Gunfighter06 Iowa, since 1846
Nov 07, 2:24 am
I deal with the homeless every night at work. It's 99.9% addiction and mental illness. People who become homeless for purely economic causes typically don't *stay* homeless for very long. Especially considering you can't throw a rock without hitting a "Help Wanted" sign.
bartman71 USW
Nov 07, 1:30 am
I think it's all intertwined, along with many other causes.
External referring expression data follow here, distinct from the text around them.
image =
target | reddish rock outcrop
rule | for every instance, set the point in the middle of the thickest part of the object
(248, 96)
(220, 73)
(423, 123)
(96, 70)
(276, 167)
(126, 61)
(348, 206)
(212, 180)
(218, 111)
Even when I see somebody drugged out, I don't assume that is the underlying issue.
bringstheeagle Colorado
Nov 06, 10:11 pm
I was gonna wait but what the heck I probably won’t change what I’m thinking by listening longer; if I do I can always return.
Hmm π€ — the “addiction vs. unfairness” framing is tidy, but the real world rarely is.
Homelessness isn’t a single-cause issue — it’s where multiple system failures intersect. Housing costs outpacing wages, untreated mental health, addiction, stagnant social mobility, and even zoning policies all pile together until people fall through the cracks.
We keep arguing whether it’s “bad choices” or “bad luck,” when in truth it’s bad policy that keeps the cycle going.
So maybe the better question is:
Are we willing to treat homelessness as a policy failure — not just a personal one?
Odysseus We All Need A Fantasy
Nov 06, 9:55 pm
Poverty leads to addiction
Poverty combined with addiction leads to either criminality or homelessness.
If the person chooses criminality, homelessness is usually replaced by incarceration.
If the person remains law abiding, they usually face an early death due to a combination of addiction, disease and homelessness.
The root cause of most of our problems are areas of endemic poverty.
MAGADUDE
Nov 06, 8:57 pm
I’m ready for this BS to end since 2008 when Obama was elected. It’s already decades old and I’m an old man m.